From Kevin Ding, OC Register: The largest Laker sat there, scared and trying to make himself as small as possible in the very paint where he has been such a tower the past two months. As he did, the Lakers’ bold confidence about the next two months was suddenly muted. The ghost of Andrew Bynum’s past was haunting them with a resonating message far more frightening than their first five-game losing streak with Pau Gasol. This was a reality check – not just about their blossoming young center’s frailties, but of how fleeting these championship opportunities can be. It is no coincidence that Kobe Bryant said softly after the game: “The three-peat is upon us.” Yes, a dynasty can die just like that, with one misstep, and you can be certain that 30-something Lakers Bryant, Gasol, Lamar Odom, Ron Artest and Derek Fisher all got the message about their basketball mortality. The five of those Lakers veterans will earn the NBA’s ultimate blue-collar salute Wednesday night – all 82 games played – except they will do so not assuming anything after watching that 7-foot kid folded up again on their home floor.
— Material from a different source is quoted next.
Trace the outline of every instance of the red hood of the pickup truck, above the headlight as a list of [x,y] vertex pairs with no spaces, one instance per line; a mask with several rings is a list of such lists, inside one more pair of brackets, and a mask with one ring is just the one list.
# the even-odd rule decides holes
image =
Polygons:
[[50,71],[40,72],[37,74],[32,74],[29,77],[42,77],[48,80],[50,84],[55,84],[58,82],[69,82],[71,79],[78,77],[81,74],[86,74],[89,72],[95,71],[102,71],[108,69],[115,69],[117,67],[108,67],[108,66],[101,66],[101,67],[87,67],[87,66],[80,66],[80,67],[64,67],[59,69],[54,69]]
From Kevin Ding, OC Register: Andrew Bynum’s troublesome right knee will be an issue again entering the Lakers’ postseason after he hyperextended it early in the second quarter Tuesday night against San Antonio. He is scheduled for an MRI today at 11 a.m. and will not play in the regular-season finale at Sacramento tonight. The knee is the same one Bynum had surgery on in the offseason to have cartilage reattached. He has continued to have some pain — taking anti-inflammatory medication to combat it — but has played well since the All-Star break in anchoring the Lakers’ defense and dominating the boards. Bynum stepped on the foot of San Antonio’s DeJuan Blair while running back on defense, overstretching his right leg to the point it buckled and he went down. The NBA playoffs start Saturday.
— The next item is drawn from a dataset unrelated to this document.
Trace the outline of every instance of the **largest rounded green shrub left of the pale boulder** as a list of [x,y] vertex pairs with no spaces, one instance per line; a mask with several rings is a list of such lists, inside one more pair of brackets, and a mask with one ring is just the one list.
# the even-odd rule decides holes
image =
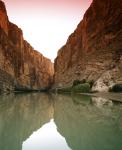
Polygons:
[[89,83],[78,84],[72,88],[72,91],[76,93],[80,93],[80,92],[89,93],[91,91],[90,84]]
From Mark Medina, LA Times: Folding his arms across his knees and burying his head down, Lakers center Andrew Bynum sat on the court. He had just lost his balance while trying to track down San Antonio Spurs forward DeJuan Blair, a sequence that caused his left knee to slip underneath him. Bynum then grabbed his right knee, a discomforting visual for any Lakers fan, considering Bynum’s well-documented injury history. But Bynum stood up and walked off the court as Lakers forward Pau Gasol patted him on the head. Soon enough, Bynum walked toward the locker room with trainer Gary Vitti following. The Lakers’ 102-93 victory Tuesday over the Spurs at Staples Center gives them a clearer look at the playoff picture, considering that L.A. can secure the No. 2 seed with a victory Wednesday at Sacramento and/or a Dallas Mavericks loss Wednesday against the New Orleans Hornets. But here’s something that even has bigger implications: An unhealthy Bynum will severely dampen the Lakers’ hopes to three-peat. Of course, the Lakers will have a better idea about the severity of Bynum’s injury once he receives an MRI Wednesday, skipping the team’s flight to Sacramento. But given Bynum’s injury history, it’s more realistic to expect a prolonged absence than a short one, even if he insists otherwise.